Puerto Rico’s Plebiscite: Self-Determination or Smokescreen?

Puerto Rico Plebiscite BELatina Latinx

The governorship of Puerto Rico has announced a non-binding plebiscite on territorial determination that will coincide with government elections on the island on November 3rd.

Wanda Vázquez announced Saturday that Puerto Ricans will have to decide whether they want to become a full-fledged state and its new governing party on the same day.

After the scandal that deposed former Gov. Ricardo Rosselló, and in the midst of an economic and social crisis marked by natural disasters and now by the coronavirus pandemic, the island’s government seems to be resorting to political manipulation to avoid a transition desired by most Puerto Ricans.

Being a commonwealth, Puerto Rican citizens cannot exercise their right to vote in U.S. presidential elections and have no representation in Congress. According to Bloomberg, if the 3.2 million residents of the island decide to make Puerto Rico a state, they would be entitled to two senators and five representatives in the House.

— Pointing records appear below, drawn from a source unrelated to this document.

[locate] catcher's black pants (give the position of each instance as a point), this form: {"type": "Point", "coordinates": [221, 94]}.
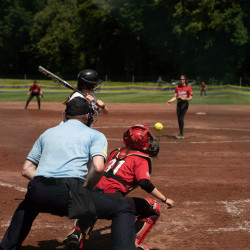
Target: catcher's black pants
{"type": "Point", "coordinates": [52, 197]}
{"type": "Point", "coordinates": [37, 98]}
{"type": "Point", "coordinates": [182, 107]}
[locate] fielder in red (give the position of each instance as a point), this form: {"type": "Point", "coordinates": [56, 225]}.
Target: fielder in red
{"type": "Point", "coordinates": [127, 168]}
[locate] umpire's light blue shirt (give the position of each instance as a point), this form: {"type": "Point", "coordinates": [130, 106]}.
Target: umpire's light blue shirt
{"type": "Point", "coordinates": [67, 150]}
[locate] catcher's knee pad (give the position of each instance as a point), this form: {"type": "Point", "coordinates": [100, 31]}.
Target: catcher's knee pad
{"type": "Point", "coordinates": [145, 222]}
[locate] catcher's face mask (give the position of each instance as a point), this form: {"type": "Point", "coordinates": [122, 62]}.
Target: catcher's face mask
{"type": "Point", "coordinates": [139, 137]}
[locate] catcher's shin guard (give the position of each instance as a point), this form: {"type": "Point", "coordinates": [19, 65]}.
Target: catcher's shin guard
{"type": "Point", "coordinates": [144, 223]}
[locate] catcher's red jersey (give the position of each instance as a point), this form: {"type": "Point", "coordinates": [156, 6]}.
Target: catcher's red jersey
{"type": "Point", "coordinates": [134, 167]}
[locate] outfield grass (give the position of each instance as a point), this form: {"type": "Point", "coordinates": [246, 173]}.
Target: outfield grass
{"type": "Point", "coordinates": [134, 98]}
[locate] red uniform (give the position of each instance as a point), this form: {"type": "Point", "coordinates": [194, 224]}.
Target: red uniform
{"type": "Point", "coordinates": [131, 169]}
{"type": "Point", "coordinates": [184, 91]}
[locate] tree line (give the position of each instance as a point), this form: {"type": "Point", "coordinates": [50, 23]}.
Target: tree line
{"type": "Point", "coordinates": [126, 37]}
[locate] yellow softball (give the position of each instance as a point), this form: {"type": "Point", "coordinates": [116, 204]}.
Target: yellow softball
{"type": "Point", "coordinates": [158, 126]}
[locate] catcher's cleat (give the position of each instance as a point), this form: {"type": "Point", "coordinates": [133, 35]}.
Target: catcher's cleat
{"type": "Point", "coordinates": [73, 242]}
{"type": "Point", "coordinates": [142, 247]}
{"type": "Point", "coordinates": [179, 137]}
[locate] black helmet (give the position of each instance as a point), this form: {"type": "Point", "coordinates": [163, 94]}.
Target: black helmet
{"type": "Point", "coordinates": [88, 79]}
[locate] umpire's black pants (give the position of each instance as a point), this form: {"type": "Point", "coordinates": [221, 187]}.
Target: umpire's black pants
{"type": "Point", "coordinates": [52, 197]}
{"type": "Point", "coordinates": [182, 107]}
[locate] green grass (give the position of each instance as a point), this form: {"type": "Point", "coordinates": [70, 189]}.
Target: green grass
{"type": "Point", "coordinates": [133, 98]}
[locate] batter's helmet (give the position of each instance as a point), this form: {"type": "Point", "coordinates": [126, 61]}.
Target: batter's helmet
{"type": "Point", "coordinates": [88, 79]}
{"type": "Point", "coordinates": [139, 137]}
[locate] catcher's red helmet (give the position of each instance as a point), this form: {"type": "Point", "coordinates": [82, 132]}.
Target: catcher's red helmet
{"type": "Point", "coordinates": [139, 137]}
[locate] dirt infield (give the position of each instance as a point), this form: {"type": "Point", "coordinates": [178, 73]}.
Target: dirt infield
{"type": "Point", "coordinates": [207, 174]}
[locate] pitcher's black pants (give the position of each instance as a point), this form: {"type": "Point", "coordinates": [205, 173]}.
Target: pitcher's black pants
{"type": "Point", "coordinates": [52, 197]}
{"type": "Point", "coordinates": [182, 107]}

However, although Vázquez assured that the decision has the support of the White House, President Donald Trump has made clear from the beginning his antagonism to Puerto Rico becoming a state, especially because of the Democratic tendency of most of its citizens.

If they choose to become a state, the vote of Puerto Ricans must have the full support of the U.S. Congress, which has a strong conservative majority in the Senate.

In 2018, President Trump told journalist Geraldo Rivera that his answer was an “absolute no” on the question of Puerto Rico statehood. In view of his dubious reelection in November, this position is unlikely to change.

Following Vázquez’ announcement Saturday, a White House official said: “The Trump Administration is proud of the support given to the people of Puerto Rico to respond to and recover from the 2017 hurricanes, recent earthquakes, and COVID-19. The first priority for all Puerto Rico leaders should be getting their financial house in order.”

According to what Puerto Rican journalist and founder of Latino Rebels, Julio Ricardo Varela, said on Twitter, this is a desperate political move by Vázquez. 

“She is running for governor (running for the first time too since she is a non-elected gov) and she isn’t even her party’s nominee yet. She has to win her nomination first and so the plebiscite illusion happens,” he explained.

It seems then that this is a strategic smokescreen that paves the way for the ruling conservative party (PNP) to maintain control of the island, even after the scandal of #RickyRenuncia that made clear its radical right-wing positions. 

“Instead of putting Puerto Rico first, [the PNP] is following a playbook that will never succeed in anything. And it’s all because they are a dying political party on the island,” concluded Varela, assuring that most citizens on the island believe that the territorial relationship they live with the United States is colonial, a mindset that leaks into the political dynamics in the worst possible way.